Vigilance urged over IT security
Computer systems running health, energy and other national services remain vulnerable to attacks and accidental damage, say MPs.
The all-party Parliamentary IT body Pitcom said MPs needed to remain vigilant about the threat when passing laws to do with "critical services".
It highlighted the danger of knock-on effects on the national infrastructure, in an "increasingly networked world".
Attacks on telecommunication and power centres could be "catastrophic".
In its first briefing on the politics of information technology, Critical Connections Under Strain, it stressed that the complex relationship between various computer systems meant one was vulnerable if another was attacked.
In particular, in the telecommunications and power industries, it could "potentially trigger a cascade of other problems with catastrophic results".
Parliamentarians cannot afford to take their eye off the ball in this ever more complex and fast-changing field
Andrew Miller MP
Its report found the Buncefield oil explosion had knocked out a hospital's admissions system, by destroying the offices of an IT company.

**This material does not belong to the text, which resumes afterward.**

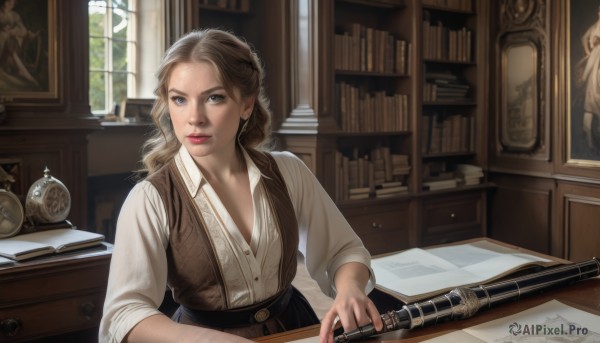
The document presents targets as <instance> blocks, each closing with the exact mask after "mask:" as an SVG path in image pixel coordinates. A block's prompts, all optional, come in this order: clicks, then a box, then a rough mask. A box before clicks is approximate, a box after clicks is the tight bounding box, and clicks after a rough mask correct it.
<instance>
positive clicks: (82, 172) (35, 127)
mask: <svg viewBox="0 0 600 343" xmlns="http://www.w3.org/2000/svg"><path fill="white" fill-rule="evenodd" d="M49 3H50V4H51V5H52V4H55V5H56V16H57V18H56V20H55V21H56V27H55V28H54V29H56V38H57V39H56V42H53V43H55V44H56V47H57V49H56V61H57V67H58V70H57V75H56V77H57V81H58V96H57V97H56V98H52V99H28V98H16V97H15V98H13V99H12V100H10V99H9V100H8V101H7V102H6V107H7V112H8V116H7V118H6V121H5V122H4V123H2V124H1V125H0V159H11V160H12V159H17V160H19V161H20V162H21V168H20V169H21V170H20V175H19V178H20V180H18V187H17V188H15V192H18V193H19V195H21V196H24V195H25V194H26V193H27V190H28V188H29V186H30V185H31V184H32V183H33V182H35V181H36V180H37V179H39V178H41V177H42V176H43V170H44V167H45V166H48V168H49V169H50V170H51V174H52V175H53V176H54V177H56V178H58V179H60V180H61V181H62V182H63V183H64V184H65V185H66V186H67V187H68V188H69V191H70V193H71V200H72V205H71V214H70V215H69V219H70V220H71V221H72V222H73V224H75V225H77V226H81V227H83V226H85V223H86V218H87V187H86V183H87V138H86V136H87V134H88V133H90V132H92V131H94V130H96V129H99V128H100V125H99V123H98V121H97V120H96V119H94V118H92V117H91V112H90V106H89V96H88V80H89V77H88V68H89V66H88V50H89V49H88V19H87V18H88V15H87V13H88V1H87V0H74V1H61V0H56V1H50V2H49ZM2 96H3V95H2V94H0V97H2ZM4 96H6V95H4Z"/></svg>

And it highlighted the case of a fire in a BT cable tunnel in Manchester in 2004, which knocked out 130,000 land lines and disrupted internet services and communications between police forces and paramedics.
It said the internet, with its roots in US defence research, had been designed to be resilient.
Slow development
But the restrictions of the UK's small number of "internet peering centres" - locations where internet traffic is exchanged between regions or countries - meant UK communications were much more vulnerable than people realised.
Satellite and wireless alternatives to internet communications were also taking too long to develop, the report said.
Businesses added to the vulnerability as many lacked any formal security policy, did not educate staff about security responsibilities and failed to carry out background checks on staff.
Laws needed to be updated and loopholes closed, the report found.
The committee also looked at the new Serious Organised Crime Agency, saying it may need more money to fight cyber crime throughout the UK, rather than focusing only on major population centre.
Pitcom chairman Andrew Miller MP said much good work had been done by the government and technology industry to "create safeguards and back-up systems across our critical services".
"But parliamentarians cannot afford to take their eye off the ball in this ever more complex and fast-changing field," he said.
"All new legislation which impacts on the provision of such services needs to take IT issues and in particular IT security into account."